The Skill Formation Paradox

How AI Coding Tools Boost Productivity While Impeding Novice Developer Learning

The Open Problem

AI coding assistants provide substantial productivity gains to novice software developers. But do these gains come at the cost of genuine skill development? This is one of the most consequential open questions in computing education and workforce development.

Shen et al. (2026) document that junior developers receive disproportionately large productivity boosts from AI tools, yet explicitly identify the effect on skill formation as unknown. Our work addresses this gap through computational cognitive modeling.
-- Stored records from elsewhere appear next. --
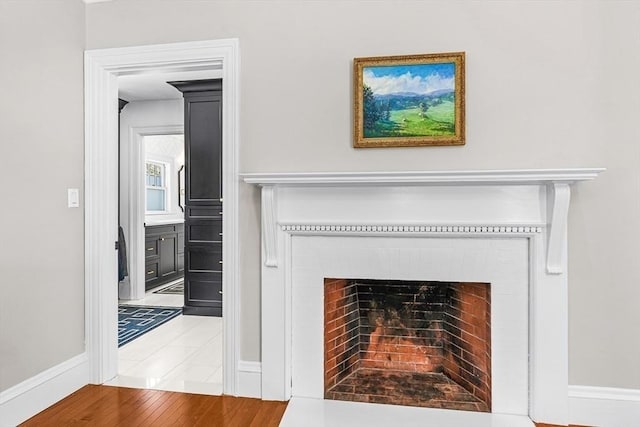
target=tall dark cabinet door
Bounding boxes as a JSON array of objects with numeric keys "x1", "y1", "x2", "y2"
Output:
[{"x1": 169, "y1": 79, "x2": 222, "y2": 316}]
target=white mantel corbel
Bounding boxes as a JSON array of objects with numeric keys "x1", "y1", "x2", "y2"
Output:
[
  {"x1": 261, "y1": 184, "x2": 278, "y2": 267},
  {"x1": 241, "y1": 168, "x2": 605, "y2": 274}
]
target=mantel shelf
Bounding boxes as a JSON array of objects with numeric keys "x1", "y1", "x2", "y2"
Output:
[{"x1": 240, "y1": 168, "x2": 605, "y2": 186}]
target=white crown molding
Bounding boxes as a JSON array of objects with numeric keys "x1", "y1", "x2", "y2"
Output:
[
  {"x1": 280, "y1": 224, "x2": 542, "y2": 235},
  {"x1": 245, "y1": 168, "x2": 605, "y2": 275},
  {"x1": 240, "y1": 168, "x2": 605, "y2": 186}
]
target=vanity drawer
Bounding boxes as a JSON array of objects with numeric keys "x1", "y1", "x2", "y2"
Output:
[{"x1": 144, "y1": 237, "x2": 158, "y2": 258}]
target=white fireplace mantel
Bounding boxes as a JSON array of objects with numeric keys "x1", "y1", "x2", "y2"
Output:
[
  {"x1": 240, "y1": 168, "x2": 604, "y2": 425},
  {"x1": 241, "y1": 168, "x2": 605, "y2": 274}
]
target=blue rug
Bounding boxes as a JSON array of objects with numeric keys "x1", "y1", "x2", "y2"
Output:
[{"x1": 118, "y1": 304, "x2": 182, "y2": 347}]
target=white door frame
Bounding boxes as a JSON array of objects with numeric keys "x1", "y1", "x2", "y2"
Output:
[{"x1": 84, "y1": 39, "x2": 240, "y2": 395}]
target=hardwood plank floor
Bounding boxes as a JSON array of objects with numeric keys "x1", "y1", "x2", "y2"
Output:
[
  {"x1": 21, "y1": 385, "x2": 287, "y2": 427},
  {"x1": 20, "y1": 385, "x2": 592, "y2": 427}
]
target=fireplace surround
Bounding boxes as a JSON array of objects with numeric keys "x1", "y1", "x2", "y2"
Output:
[{"x1": 243, "y1": 169, "x2": 602, "y2": 425}]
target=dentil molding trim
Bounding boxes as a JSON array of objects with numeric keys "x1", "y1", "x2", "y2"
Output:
[{"x1": 240, "y1": 168, "x2": 605, "y2": 274}]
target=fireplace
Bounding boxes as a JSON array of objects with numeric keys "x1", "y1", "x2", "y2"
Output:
[
  {"x1": 324, "y1": 279, "x2": 491, "y2": 412},
  {"x1": 243, "y1": 169, "x2": 601, "y2": 426}
]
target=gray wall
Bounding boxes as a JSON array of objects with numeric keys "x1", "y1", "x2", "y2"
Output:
[
  {"x1": 87, "y1": 0, "x2": 640, "y2": 388},
  {"x1": 0, "y1": 0, "x2": 84, "y2": 391}
]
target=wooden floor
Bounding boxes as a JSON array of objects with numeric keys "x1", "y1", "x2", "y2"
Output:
[
  {"x1": 21, "y1": 385, "x2": 287, "y2": 427},
  {"x1": 20, "y1": 385, "x2": 578, "y2": 427}
]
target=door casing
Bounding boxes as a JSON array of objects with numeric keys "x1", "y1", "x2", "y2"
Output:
[{"x1": 84, "y1": 39, "x2": 240, "y2": 395}]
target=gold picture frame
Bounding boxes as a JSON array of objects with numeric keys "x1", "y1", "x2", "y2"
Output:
[{"x1": 353, "y1": 52, "x2": 465, "y2": 148}]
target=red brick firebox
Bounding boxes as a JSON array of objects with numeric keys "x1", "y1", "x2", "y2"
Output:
[{"x1": 324, "y1": 279, "x2": 491, "y2": 412}]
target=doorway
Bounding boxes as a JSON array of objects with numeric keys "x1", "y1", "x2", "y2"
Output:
[{"x1": 85, "y1": 39, "x2": 239, "y2": 395}]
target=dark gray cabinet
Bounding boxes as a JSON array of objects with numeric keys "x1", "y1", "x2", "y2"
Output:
[
  {"x1": 144, "y1": 224, "x2": 184, "y2": 291},
  {"x1": 169, "y1": 79, "x2": 223, "y2": 316}
]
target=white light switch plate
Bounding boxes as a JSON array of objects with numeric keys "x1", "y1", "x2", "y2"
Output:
[{"x1": 67, "y1": 188, "x2": 80, "y2": 208}]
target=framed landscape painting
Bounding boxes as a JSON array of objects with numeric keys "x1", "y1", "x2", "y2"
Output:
[{"x1": 353, "y1": 52, "x2": 465, "y2": 147}]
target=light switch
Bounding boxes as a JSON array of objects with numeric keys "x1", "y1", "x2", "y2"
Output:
[{"x1": 67, "y1": 188, "x2": 80, "y2": 208}]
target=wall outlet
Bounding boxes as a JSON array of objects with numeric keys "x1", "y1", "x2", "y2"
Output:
[{"x1": 67, "y1": 188, "x2": 80, "y2": 208}]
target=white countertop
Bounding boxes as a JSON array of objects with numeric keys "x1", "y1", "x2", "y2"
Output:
[{"x1": 144, "y1": 217, "x2": 184, "y2": 227}]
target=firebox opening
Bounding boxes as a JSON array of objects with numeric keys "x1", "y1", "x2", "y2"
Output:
[{"x1": 324, "y1": 279, "x2": 491, "y2": 412}]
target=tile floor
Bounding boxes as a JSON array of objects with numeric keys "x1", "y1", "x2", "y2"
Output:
[{"x1": 105, "y1": 282, "x2": 222, "y2": 395}]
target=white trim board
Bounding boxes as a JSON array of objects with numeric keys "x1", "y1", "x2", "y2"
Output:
[
  {"x1": 85, "y1": 39, "x2": 240, "y2": 395},
  {"x1": 237, "y1": 360, "x2": 262, "y2": 399},
  {"x1": 569, "y1": 385, "x2": 640, "y2": 427},
  {"x1": 0, "y1": 353, "x2": 89, "y2": 427}
]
Research Question: What is the effect of AI coding tools on the skill formation of junior or less experienced software developers who experience productivity gains when using AI assistance?

Theoretical Foundation

Retrieval-Based Strengthening

Skills consolidate through active recall and application. AI tools that provide ready-made solutions may bypass this retrieval process (Bjork & Bjork, 1992).

Desirable Difficulty

Moderate challenge during practice enhances long-term retention, even at the cost of immediate performance. AI reconfigures this trade-off (Bjork, 1994).

Skill Compilation

Declarative knowledge becomes procedural through practice. If AI handles the procedural step, the compilation process is interrupted (Anderson, 1982).

Methodology

We simulate a 12-month, three-arm randomized trial with 80 novice developers per condition (240 total). Each developer encounters 5 coding tasks per day over 252 working days, with monthly tool-removed skill assessments.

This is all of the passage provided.